C’est sous le regard éberlué de plus de 300 figurines de chouettes rapportées des quatre continents que Chantal Mouffe nous reçoit début janvier chez elle, à Londres. L’auteure de L’Illusion du consensus, inspiratrice de Podemos et de Jean-Luc Mélenchon, revient longuement sur les racines de son engagement politique – elle qui se considère comme une « intellectuelle activiste » -, et sur le sens du « populisme de gauche » qu’elle appelle de ses vœux. Entretien.
Quels événements politiques sont à l’origine de votre engagement politique ?
Chantal Mouffe – Pour moi il y a eu deux événements importants : la révolution cubaine et la guerre d’Algérie. J’étais très active dans les réseaux de soutien au FLN, ceux qu’on appelait les “porteurs de valise”. J’ai fait aussi du journalisme militant quand j’étais étudiante en philosophie. J’étais directrice de la revue des Etudiants de Louvain, qui s’appelait L’Escholier. Elle était financée par les autorités de l’université, un chanoine nous supervisait, et ils n’étaient pas contents de la direction de gauche que je lui avais donnée. Cela a donné lieu à un grand conflit car un jour j’avais demandé à un ami porte-parole des étudiants de gauche d’écrire l’éditorial, qui s’intitulait : “L’Algérie, la paix !”, en grandes lettres.

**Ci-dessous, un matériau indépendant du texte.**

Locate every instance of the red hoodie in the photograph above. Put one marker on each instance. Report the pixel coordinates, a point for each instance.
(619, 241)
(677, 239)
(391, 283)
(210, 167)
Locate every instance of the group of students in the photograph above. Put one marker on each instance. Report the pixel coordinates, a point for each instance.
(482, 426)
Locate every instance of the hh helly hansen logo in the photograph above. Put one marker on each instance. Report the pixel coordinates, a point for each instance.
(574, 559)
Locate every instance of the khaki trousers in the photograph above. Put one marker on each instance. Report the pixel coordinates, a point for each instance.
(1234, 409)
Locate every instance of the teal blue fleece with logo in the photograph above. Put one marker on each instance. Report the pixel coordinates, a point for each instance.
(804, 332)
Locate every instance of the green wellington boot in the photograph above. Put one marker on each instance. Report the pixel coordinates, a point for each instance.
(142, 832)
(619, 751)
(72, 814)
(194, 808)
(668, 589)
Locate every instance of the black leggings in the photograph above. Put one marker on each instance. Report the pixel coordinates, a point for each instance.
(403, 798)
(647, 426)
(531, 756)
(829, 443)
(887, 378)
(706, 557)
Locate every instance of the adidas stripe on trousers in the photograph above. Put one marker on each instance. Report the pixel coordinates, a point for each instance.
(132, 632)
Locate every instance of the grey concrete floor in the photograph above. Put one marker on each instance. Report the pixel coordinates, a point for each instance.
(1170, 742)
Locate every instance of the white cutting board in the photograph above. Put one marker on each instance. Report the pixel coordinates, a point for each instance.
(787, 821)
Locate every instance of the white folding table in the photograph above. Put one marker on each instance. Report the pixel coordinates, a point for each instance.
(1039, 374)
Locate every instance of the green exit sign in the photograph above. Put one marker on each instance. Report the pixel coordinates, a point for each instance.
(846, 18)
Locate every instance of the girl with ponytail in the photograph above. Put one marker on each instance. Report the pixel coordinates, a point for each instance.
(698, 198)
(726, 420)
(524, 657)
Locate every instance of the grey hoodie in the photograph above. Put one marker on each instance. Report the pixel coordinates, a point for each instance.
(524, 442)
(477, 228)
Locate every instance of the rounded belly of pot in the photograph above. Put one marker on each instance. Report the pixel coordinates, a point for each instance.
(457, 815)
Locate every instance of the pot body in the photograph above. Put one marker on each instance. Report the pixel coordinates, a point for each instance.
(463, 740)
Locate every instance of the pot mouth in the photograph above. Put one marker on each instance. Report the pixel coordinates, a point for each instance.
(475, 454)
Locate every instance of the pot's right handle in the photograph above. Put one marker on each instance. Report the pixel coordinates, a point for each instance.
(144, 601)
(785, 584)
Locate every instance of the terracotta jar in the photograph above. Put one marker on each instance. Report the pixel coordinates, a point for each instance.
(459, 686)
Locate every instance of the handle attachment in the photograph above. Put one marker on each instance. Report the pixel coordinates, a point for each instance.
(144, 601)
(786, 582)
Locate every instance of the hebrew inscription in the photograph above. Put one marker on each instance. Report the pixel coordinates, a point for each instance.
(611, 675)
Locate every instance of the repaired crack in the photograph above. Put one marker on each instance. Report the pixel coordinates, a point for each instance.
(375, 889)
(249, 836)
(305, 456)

D’où vous vient votre intérêt pour l’Amérique latine ?
A Louvain j’étais dans un milieu très latino-américain. Il y avait un groupe formé par Camilo Torres, un prêtre colombien parti faire la guérilla avec l’ELN (Armée de libération nationale) et qui est mort dans une embuscade en 1966. C’est un véritable mythe en Amérique latine. L’université de Louvain attirait beaucoup de catholiques de gauche, partisans de la théologie de la libération. J’étais très en contact avec eux. J’ai rencontré Camilo Torres quelques fois. A Paris, où j’ai rejoint l’Ecole pratique des hautes études, j’ai continué à être en lien avec l’Amérique latine.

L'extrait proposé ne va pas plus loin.